Durante o horário de almoço, estava eu a caminhar pelo corredor com a bandeja que estava com comida quando me deparei com minhas "amigas" conversando entre elas.
- Ela não tem capacidade suficiente. Sinto tanta pena dela, principalmente, pelo fato de o único familiar dela estar morrendo.
- Não acredito que chegamos ao ponto de ser amigas dela por pena, estamos nos rebaixando demais.
Eu fico paralisada na esquina do corredor, não consigo identificar quem havia falado, mas não faz diferença, pois elas acabam de confirmar o que eu sempre tive dúvida. Elas nunca me olharam como seu eu fosse um perigo, uma concorrente e isso às vezes me chateava; tenho consciência de que nossas vidas eram completamente diferentes e não dava para eu viver estudando. Me virava entre visitar e cuidar de meu pai no hospital, cuidar de nossa casa e ainda por cima, trabalhar meio período na lanchonete do melhor amigo de papai, que era como um tio para mim. Então, eu estudava,mas não como elas. Depois de ter escutado tudo isso, larguei minha bandeja - que por sinal fez um estrondo altíssimo no corredor - e sai correndo sem direção enquanto eu permitia lágrimas saírem e escorrerem pelo meu rosto, por sorte, o almoxarifado estava aberto e entrei nele sem me importar se tinha alguém e graças ao meu bom Deus, não tinha ninguém. Eu chorei por descobrir que não tenho amigos, pelos problemas que eu estava tendo de enfrentar sozinha e, principalmente, por estar sozinha. Pelo menos, eu achava, que tinha um porto seguro, meu namorado. Ele sempre me fazia rir nos piores momentos, mas sempre estava ao meu lado, então, limpo minhas lágrimas e decido ir atrás dele. Quando adentro na sua sala de aula parece que ele sente minha presença e se vira para trás e eu sorrio, ele vem em minha direção e quando o abraço, sinto seu corpo ficar rígido.
- O que foi?
- Nós precisamos conversar e preciso que você tente compreender.
- Tudo bem.
E quando estamos saindo para conversar, o sino toca avisando que temos que assistir aula.

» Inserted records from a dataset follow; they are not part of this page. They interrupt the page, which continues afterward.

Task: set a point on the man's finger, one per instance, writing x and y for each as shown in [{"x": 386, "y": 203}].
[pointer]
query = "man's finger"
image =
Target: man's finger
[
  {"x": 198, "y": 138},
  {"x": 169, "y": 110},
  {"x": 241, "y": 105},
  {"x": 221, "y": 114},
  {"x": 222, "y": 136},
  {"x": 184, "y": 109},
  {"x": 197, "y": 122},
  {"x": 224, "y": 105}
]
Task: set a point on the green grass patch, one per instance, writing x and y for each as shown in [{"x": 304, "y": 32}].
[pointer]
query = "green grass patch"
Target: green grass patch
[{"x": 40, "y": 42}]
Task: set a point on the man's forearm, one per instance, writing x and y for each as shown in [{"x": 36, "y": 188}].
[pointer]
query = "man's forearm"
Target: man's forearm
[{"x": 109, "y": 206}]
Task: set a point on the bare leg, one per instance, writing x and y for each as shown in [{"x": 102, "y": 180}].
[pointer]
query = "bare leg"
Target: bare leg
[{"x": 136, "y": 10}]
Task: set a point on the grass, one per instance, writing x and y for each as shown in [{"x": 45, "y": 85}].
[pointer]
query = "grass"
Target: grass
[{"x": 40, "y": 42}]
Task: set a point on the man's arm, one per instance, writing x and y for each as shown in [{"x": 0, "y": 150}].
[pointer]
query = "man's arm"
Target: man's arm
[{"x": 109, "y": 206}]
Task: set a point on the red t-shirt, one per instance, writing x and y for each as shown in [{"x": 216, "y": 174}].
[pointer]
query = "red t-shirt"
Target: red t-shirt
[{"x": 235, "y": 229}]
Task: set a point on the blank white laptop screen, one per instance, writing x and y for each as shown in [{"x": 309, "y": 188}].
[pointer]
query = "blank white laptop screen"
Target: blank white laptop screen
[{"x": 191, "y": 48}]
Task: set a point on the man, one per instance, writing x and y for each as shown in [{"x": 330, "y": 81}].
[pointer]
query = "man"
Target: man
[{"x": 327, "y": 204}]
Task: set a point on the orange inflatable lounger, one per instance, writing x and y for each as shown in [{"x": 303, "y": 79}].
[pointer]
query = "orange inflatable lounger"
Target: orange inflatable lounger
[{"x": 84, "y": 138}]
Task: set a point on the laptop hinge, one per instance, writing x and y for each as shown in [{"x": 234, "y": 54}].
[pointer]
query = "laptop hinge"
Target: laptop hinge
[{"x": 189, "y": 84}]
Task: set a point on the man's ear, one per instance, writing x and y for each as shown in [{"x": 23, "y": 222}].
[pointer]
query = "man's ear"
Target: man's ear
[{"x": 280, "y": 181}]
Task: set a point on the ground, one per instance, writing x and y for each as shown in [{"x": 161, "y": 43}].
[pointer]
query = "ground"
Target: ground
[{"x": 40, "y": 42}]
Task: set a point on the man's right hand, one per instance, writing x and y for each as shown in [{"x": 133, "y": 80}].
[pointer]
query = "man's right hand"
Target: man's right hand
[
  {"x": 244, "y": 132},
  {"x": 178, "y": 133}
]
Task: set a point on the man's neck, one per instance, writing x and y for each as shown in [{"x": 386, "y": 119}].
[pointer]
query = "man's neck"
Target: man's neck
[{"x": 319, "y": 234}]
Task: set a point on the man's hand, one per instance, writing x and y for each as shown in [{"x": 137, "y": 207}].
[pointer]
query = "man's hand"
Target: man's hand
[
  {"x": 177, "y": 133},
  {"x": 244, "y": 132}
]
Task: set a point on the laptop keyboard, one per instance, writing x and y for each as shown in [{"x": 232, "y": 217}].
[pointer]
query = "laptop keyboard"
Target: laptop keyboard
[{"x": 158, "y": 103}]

- Amor, vamos nos encontrar depois. Tenho que ir. - Lhe dou um selinho e saio correndo para minha sala, mas antes, vejo um lampejo de preocupação e culpa em seus olhos.

2 dias depois...

As meninas devem ter percebido que eu havia escutado tudo naquele dia, pois tentaram conversar comigo e como perceberam que eu não cederia, acabaram desistindo e estavam me dando um tempo. Meu namorado não era mais meu porto seguro. Eu havia descoberto do pior jeito, me enviaram várias mensagens contando a história de uma aposta para namorar durante um mês com a nerd que fosse escolhida pelos desafiadores, no início fiquei confusa, mas não chegaram mais mensagens e sim fotos de eu fazendo papel de otária. Eu não queria acreditar, porém, ele apareceu desesperado na minha casa pedindo para conversamos.
- Me deixe explicar
- Então, é verdade. Você tem noção da destruição que está causando em mim? Eu entreguei meu coração para você.

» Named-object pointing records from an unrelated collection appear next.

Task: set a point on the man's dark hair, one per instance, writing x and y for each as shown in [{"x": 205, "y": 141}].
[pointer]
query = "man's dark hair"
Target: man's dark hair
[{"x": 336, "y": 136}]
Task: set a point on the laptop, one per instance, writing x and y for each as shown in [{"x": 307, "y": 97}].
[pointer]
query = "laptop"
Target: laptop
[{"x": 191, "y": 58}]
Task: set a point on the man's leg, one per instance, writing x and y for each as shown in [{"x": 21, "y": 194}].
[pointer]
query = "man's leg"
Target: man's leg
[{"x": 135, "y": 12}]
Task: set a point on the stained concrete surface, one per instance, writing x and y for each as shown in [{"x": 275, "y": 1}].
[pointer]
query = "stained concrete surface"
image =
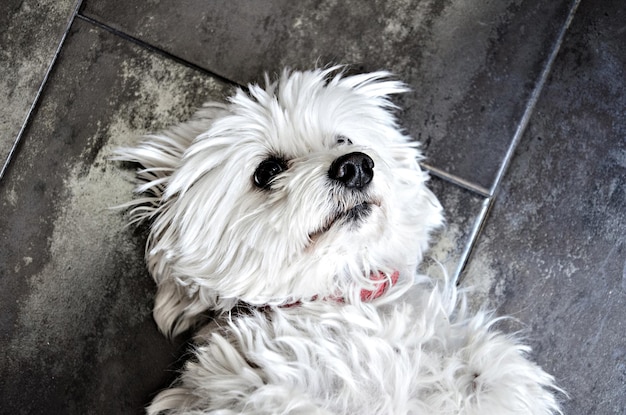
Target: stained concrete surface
[
  {"x": 76, "y": 335},
  {"x": 30, "y": 32},
  {"x": 553, "y": 251},
  {"x": 471, "y": 64}
]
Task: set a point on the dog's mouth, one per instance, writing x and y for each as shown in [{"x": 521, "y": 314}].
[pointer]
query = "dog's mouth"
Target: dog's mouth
[{"x": 352, "y": 216}]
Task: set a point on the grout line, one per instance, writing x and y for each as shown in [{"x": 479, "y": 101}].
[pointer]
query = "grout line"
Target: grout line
[
  {"x": 473, "y": 237},
  {"x": 532, "y": 102},
  {"x": 434, "y": 171},
  {"x": 489, "y": 201},
  {"x": 157, "y": 50},
  {"x": 42, "y": 85}
]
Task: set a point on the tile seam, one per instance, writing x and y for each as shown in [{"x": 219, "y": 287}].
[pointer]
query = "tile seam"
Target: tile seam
[
  {"x": 35, "y": 103},
  {"x": 490, "y": 199},
  {"x": 156, "y": 49},
  {"x": 532, "y": 101},
  {"x": 456, "y": 180}
]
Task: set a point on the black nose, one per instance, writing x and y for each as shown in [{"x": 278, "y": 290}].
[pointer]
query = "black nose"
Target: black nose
[{"x": 354, "y": 170}]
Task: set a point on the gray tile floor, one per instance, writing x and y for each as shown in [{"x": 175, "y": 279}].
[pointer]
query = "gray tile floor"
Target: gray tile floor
[{"x": 521, "y": 106}]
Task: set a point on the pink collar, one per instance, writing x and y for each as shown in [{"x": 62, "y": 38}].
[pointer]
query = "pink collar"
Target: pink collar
[{"x": 366, "y": 295}]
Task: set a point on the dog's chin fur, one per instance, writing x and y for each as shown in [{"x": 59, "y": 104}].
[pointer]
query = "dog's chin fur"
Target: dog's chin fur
[{"x": 300, "y": 250}]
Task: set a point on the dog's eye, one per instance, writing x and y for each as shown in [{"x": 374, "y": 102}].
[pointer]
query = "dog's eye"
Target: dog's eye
[
  {"x": 267, "y": 170},
  {"x": 343, "y": 140}
]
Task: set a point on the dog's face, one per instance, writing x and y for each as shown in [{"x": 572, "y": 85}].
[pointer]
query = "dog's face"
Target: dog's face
[{"x": 299, "y": 190}]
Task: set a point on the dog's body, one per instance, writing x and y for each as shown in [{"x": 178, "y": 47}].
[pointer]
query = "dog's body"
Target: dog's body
[{"x": 305, "y": 202}]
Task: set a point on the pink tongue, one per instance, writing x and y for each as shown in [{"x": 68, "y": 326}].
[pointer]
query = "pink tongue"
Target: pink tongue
[{"x": 369, "y": 295}]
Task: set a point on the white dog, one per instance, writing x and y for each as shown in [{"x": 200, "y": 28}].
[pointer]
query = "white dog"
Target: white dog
[{"x": 298, "y": 213}]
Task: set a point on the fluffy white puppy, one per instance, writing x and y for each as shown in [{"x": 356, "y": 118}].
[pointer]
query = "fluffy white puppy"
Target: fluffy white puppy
[{"x": 298, "y": 213}]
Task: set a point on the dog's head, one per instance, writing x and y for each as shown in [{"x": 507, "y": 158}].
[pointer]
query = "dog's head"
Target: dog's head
[{"x": 303, "y": 189}]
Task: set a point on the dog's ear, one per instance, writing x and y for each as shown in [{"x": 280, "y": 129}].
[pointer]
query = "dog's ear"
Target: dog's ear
[{"x": 375, "y": 85}]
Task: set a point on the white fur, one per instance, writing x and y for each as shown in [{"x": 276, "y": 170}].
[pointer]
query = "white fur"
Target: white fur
[{"x": 309, "y": 345}]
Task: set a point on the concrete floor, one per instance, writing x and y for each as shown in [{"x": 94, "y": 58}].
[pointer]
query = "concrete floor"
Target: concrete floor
[{"x": 521, "y": 106}]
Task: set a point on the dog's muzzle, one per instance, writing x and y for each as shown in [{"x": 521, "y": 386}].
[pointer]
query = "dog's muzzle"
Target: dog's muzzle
[{"x": 353, "y": 170}]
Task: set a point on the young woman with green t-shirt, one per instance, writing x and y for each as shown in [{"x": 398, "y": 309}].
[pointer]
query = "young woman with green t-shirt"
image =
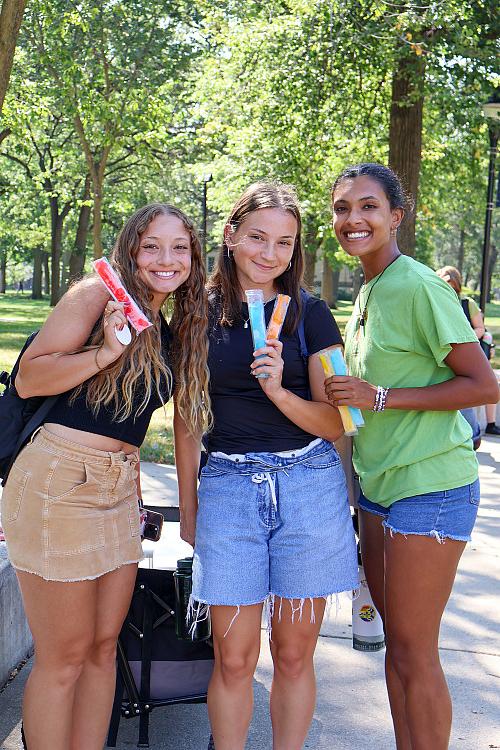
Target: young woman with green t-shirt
[{"x": 414, "y": 361}]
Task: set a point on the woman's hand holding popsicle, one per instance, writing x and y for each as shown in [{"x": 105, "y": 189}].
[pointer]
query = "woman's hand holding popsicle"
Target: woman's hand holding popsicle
[
  {"x": 111, "y": 348},
  {"x": 270, "y": 363},
  {"x": 345, "y": 390}
]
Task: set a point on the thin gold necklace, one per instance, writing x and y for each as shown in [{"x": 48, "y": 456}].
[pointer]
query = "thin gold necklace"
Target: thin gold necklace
[{"x": 363, "y": 315}]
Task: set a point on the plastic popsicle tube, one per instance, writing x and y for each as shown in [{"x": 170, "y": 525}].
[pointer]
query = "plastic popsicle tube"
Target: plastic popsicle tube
[
  {"x": 278, "y": 316},
  {"x": 334, "y": 364},
  {"x": 255, "y": 300},
  {"x": 113, "y": 284}
]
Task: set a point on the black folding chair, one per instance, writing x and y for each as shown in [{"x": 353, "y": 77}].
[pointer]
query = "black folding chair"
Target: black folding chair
[{"x": 154, "y": 667}]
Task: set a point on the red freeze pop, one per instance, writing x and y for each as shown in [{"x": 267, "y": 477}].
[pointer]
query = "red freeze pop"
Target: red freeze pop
[{"x": 112, "y": 282}]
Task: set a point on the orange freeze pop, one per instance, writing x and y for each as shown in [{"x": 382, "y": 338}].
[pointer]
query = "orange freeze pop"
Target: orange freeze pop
[{"x": 278, "y": 316}]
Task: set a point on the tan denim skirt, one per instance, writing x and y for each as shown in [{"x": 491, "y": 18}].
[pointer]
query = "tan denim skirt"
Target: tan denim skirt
[{"x": 70, "y": 513}]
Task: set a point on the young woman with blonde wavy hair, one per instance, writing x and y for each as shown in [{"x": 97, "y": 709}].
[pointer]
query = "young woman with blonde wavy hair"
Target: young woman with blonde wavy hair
[{"x": 70, "y": 506}]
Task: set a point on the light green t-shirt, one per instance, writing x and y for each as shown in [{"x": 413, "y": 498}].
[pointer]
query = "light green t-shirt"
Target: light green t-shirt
[
  {"x": 412, "y": 318},
  {"x": 473, "y": 307}
]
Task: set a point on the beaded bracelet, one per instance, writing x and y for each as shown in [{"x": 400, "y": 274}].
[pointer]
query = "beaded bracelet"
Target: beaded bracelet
[
  {"x": 95, "y": 359},
  {"x": 380, "y": 398}
]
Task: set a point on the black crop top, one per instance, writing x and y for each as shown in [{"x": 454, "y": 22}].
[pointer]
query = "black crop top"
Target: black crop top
[
  {"x": 133, "y": 429},
  {"x": 245, "y": 419}
]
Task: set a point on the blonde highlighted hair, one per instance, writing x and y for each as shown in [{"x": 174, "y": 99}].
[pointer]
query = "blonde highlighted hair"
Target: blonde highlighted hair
[
  {"x": 141, "y": 365},
  {"x": 223, "y": 284}
]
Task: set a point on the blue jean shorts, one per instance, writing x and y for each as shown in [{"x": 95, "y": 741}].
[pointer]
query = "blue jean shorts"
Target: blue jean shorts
[
  {"x": 446, "y": 514},
  {"x": 273, "y": 524}
]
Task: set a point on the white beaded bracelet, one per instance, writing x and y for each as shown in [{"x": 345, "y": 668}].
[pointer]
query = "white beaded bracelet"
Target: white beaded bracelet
[{"x": 380, "y": 398}]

- No começo era uma aposta, mas depois eu me apaixonei por você, e me abri para você, eu também lhe entreguei meu coração. Estamos juntos a oito meses. Por favor, me perdoe. Você já faz parte da minha vida.
-  Me dê um tempo. Você sabe tudo o que estou passando.
- Eu vou te esperar, o tempo que for necessário par você me perdoar e me aceitar novamente.
                                 ****
O engraçado, é que a minha vida possui um imã para atrair catástrofes. Eu fui em um dia comum visitar papai quando cheguei no corredor em que ficava seu quarto estava tendo uma correria e agitação dentro de seu quarto. Corri imediatamente para lá e me deparei com a pior cena da minha vida. Meu pai estava tendo um ataque cardíaco e seu coração havia parado de funcionar e os médicos estavam fazendo de tudo para reanima - lo.
- Recarregue em 200. - E eu via seu corpo debilitado recebendo impulsos elétricos em seu peito sem nenhuma reação de sua parte. Me aproximei de seu corpo e me vi no momento mais desesperante da minha vida.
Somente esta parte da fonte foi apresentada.